Grabbed By The Ghoulies

by Brody Rossiter

Horror and comedy have a somewhat toxic relationship with one another. It’s very rare that a scary movie can retain its ability to provoke fear when it’s also desperately attempting, and repeatedly failing, to make you laugh. Unfortunately, what this combination of genre traits often boils down to is the much maligned “spoof” or parody movie. I could intricately break down such cheap and tasteless cash grabs, drawing attention to their countless artistic misgivings, but ultimately, I’d rather just say they’re overwhelmingly shit.

Gerard Johnstone’s Housebound looks to rectify this sorrowful trend of pitiful parody with a contemporary farce that is both genuinely funny and frightful. When young offender Kylie botches a cash machine robbery she is remanded back to the custody of her estranged mother and dim-witted stepdad.
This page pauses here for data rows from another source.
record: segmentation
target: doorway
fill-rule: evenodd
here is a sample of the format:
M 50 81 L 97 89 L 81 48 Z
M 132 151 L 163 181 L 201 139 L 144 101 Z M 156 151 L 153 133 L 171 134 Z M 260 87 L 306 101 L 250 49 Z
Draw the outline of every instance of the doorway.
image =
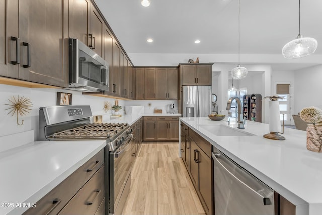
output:
M 291 90 L 290 83 L 278 83 L 276 85 L 276 93 L 278 96 L 283 97 L 279 99 L 280 102 L 280 119 L 281 124 L 283 124 L 283 114 L 285 125 L 290 125 L 292 120 L 291 110 Z

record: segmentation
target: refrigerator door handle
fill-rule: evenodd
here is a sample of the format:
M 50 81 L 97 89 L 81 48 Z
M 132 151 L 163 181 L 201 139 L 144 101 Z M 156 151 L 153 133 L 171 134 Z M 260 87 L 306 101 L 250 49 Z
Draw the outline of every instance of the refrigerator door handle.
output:
M 196 116 L 199 117 L 200 116 L 200 113 L 199 112 L 199 91 L 198 90 L 198 87 L 196 89 L 196 97 L 197 97 L 196 99 Z

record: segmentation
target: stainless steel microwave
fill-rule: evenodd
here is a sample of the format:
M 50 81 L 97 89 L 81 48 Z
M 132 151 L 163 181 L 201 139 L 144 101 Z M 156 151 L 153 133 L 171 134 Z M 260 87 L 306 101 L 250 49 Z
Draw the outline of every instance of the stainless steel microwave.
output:
M 69 38 L 69 88 L 109 91 L 109 64 L 76 39 Z

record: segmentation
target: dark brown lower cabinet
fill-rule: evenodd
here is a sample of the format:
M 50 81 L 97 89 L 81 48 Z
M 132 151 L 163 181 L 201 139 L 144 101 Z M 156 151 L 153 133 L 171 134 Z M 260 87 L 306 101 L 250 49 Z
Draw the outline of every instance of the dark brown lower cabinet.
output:
M 190 163 L 190 168 L 187 167 L 187 170 L 206 214 L 213 214 L 212 146 L 193 130 L 189 129 L 188 133 L 188 140 L 185 141 L 185 158 L 186 162 Z M 187 150 L 190 151 L 189 154 Z
M 23 215 L 104 214 L 104 154 L 97 153 Z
After overhearing her mother’s concerns regarding the ghostly activity that has blighted the property, Kylie laughs off the claims. However, she soon begins to experience the paranormal activity herself.
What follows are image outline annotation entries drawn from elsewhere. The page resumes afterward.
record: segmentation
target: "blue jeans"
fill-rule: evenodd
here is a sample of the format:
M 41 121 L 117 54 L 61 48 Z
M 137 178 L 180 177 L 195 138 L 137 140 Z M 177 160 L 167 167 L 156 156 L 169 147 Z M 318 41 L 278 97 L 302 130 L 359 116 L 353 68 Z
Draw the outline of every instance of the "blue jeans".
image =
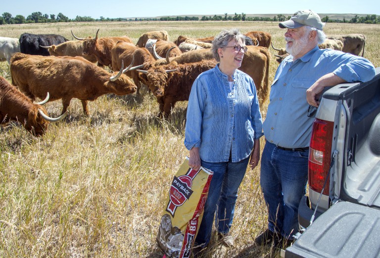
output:
M 231 159 L 228 162 L 219 163 L 201 160 L 202 167 L 213 172 L 214 174 L 195 239 L 195 245 L 201 245 L 204 247 L 210 241 L 215 211 L 217 231 L 223 234 L 230 231 L 238 198 L 238 189 L 245 174 L 249 160 L 249 157 L 238 162 L 232 162 Z
M 261 157 L 260 183 L 268 207 L 268 228 L 290 239 L 298 231 L 298 205 L 306 194 L 308 155 L 307 150 L 282 150 L 267 141 Z

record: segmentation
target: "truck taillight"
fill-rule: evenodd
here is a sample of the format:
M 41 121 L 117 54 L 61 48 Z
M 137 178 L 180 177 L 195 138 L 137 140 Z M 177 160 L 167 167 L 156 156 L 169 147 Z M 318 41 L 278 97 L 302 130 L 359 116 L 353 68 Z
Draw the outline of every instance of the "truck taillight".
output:
M 309 186 L 321 192 L 330 168 L 334 123 L 316 119 L 313 124 L 309 151 Z M 329 195 L 328 178 L 323 194 Z

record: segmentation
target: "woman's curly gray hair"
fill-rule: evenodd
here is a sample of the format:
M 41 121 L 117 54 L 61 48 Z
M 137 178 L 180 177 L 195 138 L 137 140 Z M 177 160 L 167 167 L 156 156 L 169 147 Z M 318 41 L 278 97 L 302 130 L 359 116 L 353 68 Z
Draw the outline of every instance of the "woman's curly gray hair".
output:
M 211 51 L 216 61 L 220 61 L 218 49 L 227 46 L 228 43 L 232 40 L 235 40 L 238 42 L 240 41 L 243 43 L 245 42 L 244 35 L 241 34 L 237 29 L 224 30 L 215 37 L 214 40 L 212 41 Z

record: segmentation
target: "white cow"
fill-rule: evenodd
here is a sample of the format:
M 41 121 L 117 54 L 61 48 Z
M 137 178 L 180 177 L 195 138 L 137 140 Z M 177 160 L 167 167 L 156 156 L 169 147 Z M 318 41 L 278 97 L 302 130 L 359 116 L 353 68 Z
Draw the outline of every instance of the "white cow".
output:
M 10 64 L 10 56 L 16 52 L 20 52 L 18 39 L 0 37 L 0 60 L 6 59 Z

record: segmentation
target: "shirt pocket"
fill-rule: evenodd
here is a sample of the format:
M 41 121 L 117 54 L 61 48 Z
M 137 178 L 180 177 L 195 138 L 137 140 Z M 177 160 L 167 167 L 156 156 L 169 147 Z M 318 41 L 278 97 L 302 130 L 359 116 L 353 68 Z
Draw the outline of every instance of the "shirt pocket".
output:
M 279 79 L 275 79 L 274 81 L 273 81 L 273 82 L 272 83 L 272 85 L 271 85 L 271 87 L 273 87 L 275 84 L 277 82 L 277 81 L 279 80 Z
M 291 86 L 294 88 L 309 88 L 314 83 L 315 81 L 313 80 L 295 79 L 291 83 Z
Trapped inside the house with her gossiping mother and the pesky spirit, Kylie begins to uncover her childhood home’s torrid past with the aid of her ghost hunting probation officer. Forced to face the restless entity, a life of Coronation Street episodes and homemade meatloaf is quickly overtaken by gory episodes and midnight investigations of the vast, cursed property.

The film’s subversion of haunted house horror, which ironically arrives in the form of comical mundanity – much of which is gifted to viewers by Kylie’s mother, Miriam (Rima Ti Wiata) – is refreshing and repeatedly hilarious. The elaborate and bombastic scoring constantly amps up the picture’s humour and horror, building tension before releasing it with a tongue-in-cheek flourish. You’re always on your toes with Housebound, unsure of what sensation will be thrust upon you next and where the danger truly lies.

New Zealand is very rarely part of the conversation when it comes to cinema, unless hobbits and magical rings are involved of course. However, Johnstone’s writing and direction combined with numerous engaging performances – none more so than Morgana O’Reilly’s sneering turn as Kylie – and an omnipresent aura of ingenuity may well help the country change the conversation. A perfect Friday night fright filled with suspense, attitude and comic relief, Housebound will undoubtedly prove a distinct highlight of any horror movie marathon.